SURREY, B.C. -- Surrey RCMP has a new top cop in charge of the local detachment.
Chief Superintendent Brian Edwards is taking over from Assistant Commissioner Dwayne McDonald in the midst of a challenging and controversial transition from RCMP to a municipal force.
“It’s a feather in one’s forage cap to lead the biggest, most innovative detachment in the country,” said Edwards during a news conference Thursday.
McDonald is leaving his post after three years, and moving on to a new role with BC RCMP as the criminal operations officer in the RCMP unit that oversees federal investigations and organized crime.
“His appointment here as the officer in charge is not temporary,” McDonald told a room full of reporters, “And while the future of policing in Surrey is unknown, I know that Brian hopes to remain the officer in charge of the Surrey RCMP for many years to come.”

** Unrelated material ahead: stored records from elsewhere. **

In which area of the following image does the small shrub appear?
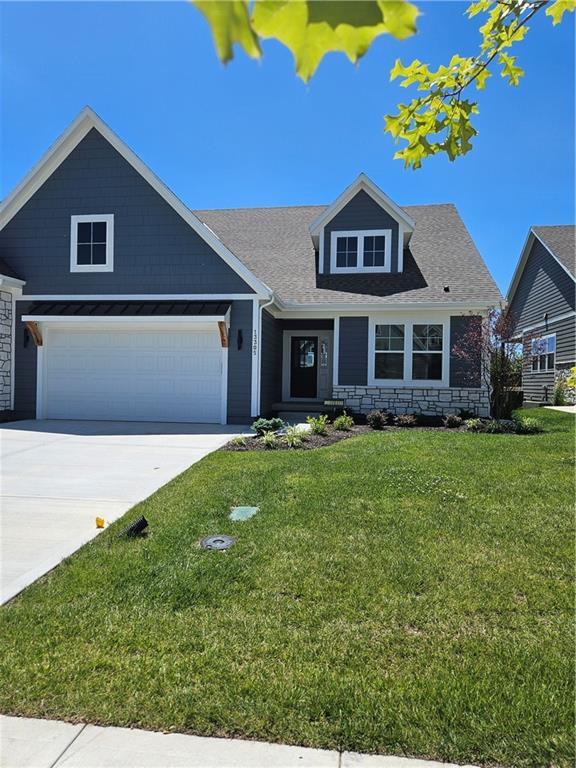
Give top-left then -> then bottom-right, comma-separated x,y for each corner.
443,413 -> 463,429
306,414 -> 329,435
483,419 -> 504,434
252,417 -> 285,436
260,431 -> 279,449
553,379 -> 567,406
567,366 -> 576,389
464,417 -> 483,432
513,417 -> 544,435
333,411 -> 354,431
395,413 -> 417,428
229,435 -> 247,448
366,410 -> 388,430
283,425 -> 305,448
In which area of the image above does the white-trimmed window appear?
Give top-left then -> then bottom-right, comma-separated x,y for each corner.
412,324 -> 443,380
330,229 -> 391,273
70,214 -> 114,272
369,318 -> 448,385
374,324 -> 405,379
530,334 -> 555,372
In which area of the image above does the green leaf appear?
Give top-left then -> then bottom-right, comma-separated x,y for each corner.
193,1 -> 261,63
252,0 -> 418,82
498,52 -> 524,85
546,0 -> 576,25
474,67 -> 491,90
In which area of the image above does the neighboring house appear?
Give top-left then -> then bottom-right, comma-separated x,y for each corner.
0,108 -> 501,425
506,226 -> 576,404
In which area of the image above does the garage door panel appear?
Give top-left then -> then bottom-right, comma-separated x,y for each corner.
43,327 -> 224,423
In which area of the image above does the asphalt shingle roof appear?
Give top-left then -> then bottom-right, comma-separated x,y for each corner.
195,203 -> 502,306
532,225 -> 575,276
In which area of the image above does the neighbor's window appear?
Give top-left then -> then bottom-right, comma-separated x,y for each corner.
335,236 -> 358,269
412,324 -> 443,380
331,229 -> 391,273
530,335 -> 555,372
374,324 -> 405,379
70,214 -> 114,272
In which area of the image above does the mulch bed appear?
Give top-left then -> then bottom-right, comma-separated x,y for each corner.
223,425 -> 372,451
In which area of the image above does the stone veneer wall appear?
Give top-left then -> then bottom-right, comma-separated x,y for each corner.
333,385 -> 490,417
0,290 -> 13,410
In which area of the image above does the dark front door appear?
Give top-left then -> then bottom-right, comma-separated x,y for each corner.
290,336 -> 318,398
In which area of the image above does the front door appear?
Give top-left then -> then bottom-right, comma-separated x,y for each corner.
290,336 -> 318,398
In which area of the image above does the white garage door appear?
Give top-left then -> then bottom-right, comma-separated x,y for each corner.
42,325 -> 224,423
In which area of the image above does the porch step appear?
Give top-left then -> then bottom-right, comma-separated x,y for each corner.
273,401 -> 324,424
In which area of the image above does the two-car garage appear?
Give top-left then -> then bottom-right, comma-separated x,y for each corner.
24,301 -> 231,424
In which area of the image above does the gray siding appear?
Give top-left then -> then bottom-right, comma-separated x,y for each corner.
323,190 -> 401,274
14,302 -> 37,418
521,315 -> 576,402
260,309 -> 283,416
0,129 -> 254,295
338,317 -> 368,385
227,300 -> 253,423
449,315 -> 482,388
508,238 -> 575,335
280,319 -> 334,331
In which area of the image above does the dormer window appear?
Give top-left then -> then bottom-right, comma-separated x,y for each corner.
70,214 -> 114,272
330,229 -> 391,274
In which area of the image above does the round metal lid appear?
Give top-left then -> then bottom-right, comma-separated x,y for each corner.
200,534 -> 236,551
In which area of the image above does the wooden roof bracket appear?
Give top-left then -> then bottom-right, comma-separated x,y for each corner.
217,321 -> 229,348
25,321 -> 43,347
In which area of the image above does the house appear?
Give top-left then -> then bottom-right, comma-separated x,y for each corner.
0,108 -> 501,425
506,226 -> 575,404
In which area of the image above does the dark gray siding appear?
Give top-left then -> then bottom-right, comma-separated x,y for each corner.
279,319 -> 334,331
0,129 -> 254,295
227,301 -> 253,423
449,315 -> 482,387
508,238 -> 575,335
14,302 -> 37,418
521,315 -> 576,402
260,309 -> 282,416
323,190 -> 401,274
338,317 -> 368,385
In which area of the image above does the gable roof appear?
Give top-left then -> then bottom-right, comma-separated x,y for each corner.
308,173 -> 415,240
196,203 -> 502,309
0,107 -> 272,297
506,225 -> 575,304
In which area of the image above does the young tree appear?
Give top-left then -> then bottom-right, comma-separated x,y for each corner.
192,0 -> 575,169
452,309 -> 522,420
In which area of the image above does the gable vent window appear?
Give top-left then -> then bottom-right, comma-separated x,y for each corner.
330,229 -> 391,273
70,214 -> 114,273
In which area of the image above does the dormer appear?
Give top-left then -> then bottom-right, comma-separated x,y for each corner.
309,174 -> 415,275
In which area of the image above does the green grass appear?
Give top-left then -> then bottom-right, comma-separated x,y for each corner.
1,409 -> 573,766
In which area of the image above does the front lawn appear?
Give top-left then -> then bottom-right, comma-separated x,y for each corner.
0,409 -> 573,767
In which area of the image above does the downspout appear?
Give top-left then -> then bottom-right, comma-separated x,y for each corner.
257,294 -> 275,415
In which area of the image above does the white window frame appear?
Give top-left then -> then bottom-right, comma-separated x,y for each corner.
70,214 -> 114,273
330,229 -> 392,274
368,316 -> 450,387
529,333 -> 556,373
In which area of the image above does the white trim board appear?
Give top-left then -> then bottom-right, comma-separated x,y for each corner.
17,293 -> 260,301
22,315 -> 229,324
0,106 -> 272,297
70,214 -> 114,273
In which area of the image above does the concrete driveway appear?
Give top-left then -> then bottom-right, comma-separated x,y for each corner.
0,420 -> 242,604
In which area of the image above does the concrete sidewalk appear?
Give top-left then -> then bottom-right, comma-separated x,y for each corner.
1,715 -> 479,768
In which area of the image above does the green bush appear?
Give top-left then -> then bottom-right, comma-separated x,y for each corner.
306,414 -> 330,435
283,426 -> 305,448
252,417 -> 286,436
229,435 -> 247,448
443,413 -> 463,429
333,411 -> 354,431
553,379 -> 567,406
513,417 -> 544,435
366,410 -> 388,430
395,413 -> 417,428
260,431 -> 280,449
464,417 -> 483,432
483,419 -> 505,434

In a press release sent Wednesday, Surrey Mayor Doug McCallum welcomed Edwards and said, “His extensive experience in strategic and business planning will be an asset as Surrey transitions from the RCMP to a municipal police department.”
The changing of the guard comes the day after McCallum’s deadline for the transition report to go to Brenda Butterworth-Carr.
“The report is not ready to go,” said Wally Oppal, the chair of the transition committee.
Oppal said that was never going to happen as they are “creating a police force from scratch,” and with the holidays around the corner it’s unlikely it will be done before the new year.
“I hope we get this part of the report done sometime in January,” he told CTV News in an interview.
But the transition committee still needs to meet with RCMP, Oppal went on, to sort out an IT system for police investigations that are ongoing and so reports can operate properly.
“We still have to sit down with them and get a proper protocol as to how this needs to be done,” he said. “I’m sure with the new officer in place that will be done.”
Edwards said in the news conference there is a divisional team working with the committee that is at the table discussing how they move forward.
“There’s a lot of pieces to work out moving forward into the future that are going to have to be decided collaboratively,” he said.
Edwards will be sworn as assistant commissioner on Jan. 6. He’s been with the RCMP in the Lower Mainland since 2003.